我在运行Spark Streaming应用程序时遇到了一些“沿袭问题”,该应用程序在启动时从Elasticsearch加载历史数据,并使用来自Apache Kafka消息的数据更新此数据。
前段时间我发布了一个问题,因为过了一段时间,我的应用程序运行时遇到了一种死锁,这意味着计算结果所需的时间比流式窗口长,从而使其停滞不前。
见
建议使用检查点,我试过。不过,问题仍然存在。
这是我目前的示例代码:
import kafka.serializer.StringDecoder
import org.apache.spark.streaming._
import org.apache.spark.streaming.kafka._
import org.apache.spark.{SparkContext, SparkConf}
import org.apache.spark.sql.{DataFrame, SaveMode, SQLContext}
import org.elasticsearch.spark.sql._
import org.apache.log4j.Logger
import org.apache.log4j.Level
object ReadFromKafkaAndES {
def main(args: Array[String]) {
Logger.getLogger("org").setLevel(Level.WARN)
Logger.getLogger("akka").setLevel(Level.WARN)
Logger.getLogger("kafka").setLevel(Level.WARN)
System.setProperty("hadoop.home.dir", "D:\\Development\\fake-hadoop-for-spark")
val checkpointDirectory = "D:/tmp/Spark"
val conf = new SparkConf().setAppName("Read Kafka JSONs").setMaster("local[4]")

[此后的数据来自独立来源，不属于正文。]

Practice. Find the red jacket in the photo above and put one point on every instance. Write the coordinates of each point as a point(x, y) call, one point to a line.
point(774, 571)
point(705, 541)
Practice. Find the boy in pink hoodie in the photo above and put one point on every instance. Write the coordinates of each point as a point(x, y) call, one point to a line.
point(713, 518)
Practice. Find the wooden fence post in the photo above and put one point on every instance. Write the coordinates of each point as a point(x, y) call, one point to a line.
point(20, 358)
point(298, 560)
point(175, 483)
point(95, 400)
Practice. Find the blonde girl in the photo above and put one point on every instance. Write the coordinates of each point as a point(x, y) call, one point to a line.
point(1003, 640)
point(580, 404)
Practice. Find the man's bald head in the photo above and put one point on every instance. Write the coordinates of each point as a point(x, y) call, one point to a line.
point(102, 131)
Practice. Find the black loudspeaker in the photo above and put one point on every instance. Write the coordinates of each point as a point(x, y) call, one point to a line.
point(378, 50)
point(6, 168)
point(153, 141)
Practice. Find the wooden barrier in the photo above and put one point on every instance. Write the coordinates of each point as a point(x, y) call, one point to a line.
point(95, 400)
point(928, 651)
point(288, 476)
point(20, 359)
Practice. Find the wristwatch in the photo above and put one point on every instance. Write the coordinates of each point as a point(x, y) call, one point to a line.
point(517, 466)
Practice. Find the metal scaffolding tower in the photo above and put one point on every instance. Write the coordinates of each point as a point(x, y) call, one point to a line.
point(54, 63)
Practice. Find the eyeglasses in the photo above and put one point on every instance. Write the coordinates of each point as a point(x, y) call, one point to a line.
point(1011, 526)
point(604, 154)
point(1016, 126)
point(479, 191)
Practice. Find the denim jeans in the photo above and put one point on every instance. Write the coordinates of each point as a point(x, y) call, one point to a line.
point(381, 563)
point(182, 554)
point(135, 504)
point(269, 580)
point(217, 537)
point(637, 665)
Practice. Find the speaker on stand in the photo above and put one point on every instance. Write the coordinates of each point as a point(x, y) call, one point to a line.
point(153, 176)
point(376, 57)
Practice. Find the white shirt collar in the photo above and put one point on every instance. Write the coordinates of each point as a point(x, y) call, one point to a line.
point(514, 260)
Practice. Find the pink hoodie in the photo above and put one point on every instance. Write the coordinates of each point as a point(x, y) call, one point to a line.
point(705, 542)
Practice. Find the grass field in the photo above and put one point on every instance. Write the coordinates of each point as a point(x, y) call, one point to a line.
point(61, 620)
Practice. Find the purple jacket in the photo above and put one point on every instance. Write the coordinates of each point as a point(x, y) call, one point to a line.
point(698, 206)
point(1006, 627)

conf.set("es.nodes", "localhost")
conf.set("es.port", "9200")
val topicsSet = Array("sales").toSet
var offsetRanges = Array[OffsetRange]()
val sc = new SparkContext(conf)
val ssc = new StreamingContext(sc, Seconds(20))
ssc.checkpoint(checkpointDirectory)
//Create SQLContect
val sqlContext = new SQLContext(sc)
//Get history data from ES
var history : DataFrame = sqlContext.esDF("data/salesaggregation")
//Kafka settings
val kafkaParams = Map[String, String]("metadata.broker.list" -> "localhost:9092")
// Create direct kafka stream with brokers and topics
val messages = KafkaUtils.createDirectStream[String, String, StringDecoder, StringDecoder](
ssc, kafkaParams, topicsSet)
//Iterate
messages.transform { rdd =>
offsetRanges = rdd.asInstanceOf[HasOffsetRanges].offsetRanges
rdd
}.foreachRDD { rdd =>
//If data is present, continue
if (rdd.count() > 0) {
//Register temporary table for the aggregated history
history.registerTempTable("history")
println("--- History -------------------------------")
history.show()
//Parse JSON as DataFrame
val saleEvents = sqlContext.read.json(rdd.values)
//Register temporary table for sales events
saleEvents.registerTempTable("sales")
val sales = sqlContext.sql("select userId, cast(max(saleTimestamp) as Timestamp) as latestSaleTimestamp, sum(totalRevenue) as totalRevenue, sum(totalPoints) as totalPoints from sales group by userId")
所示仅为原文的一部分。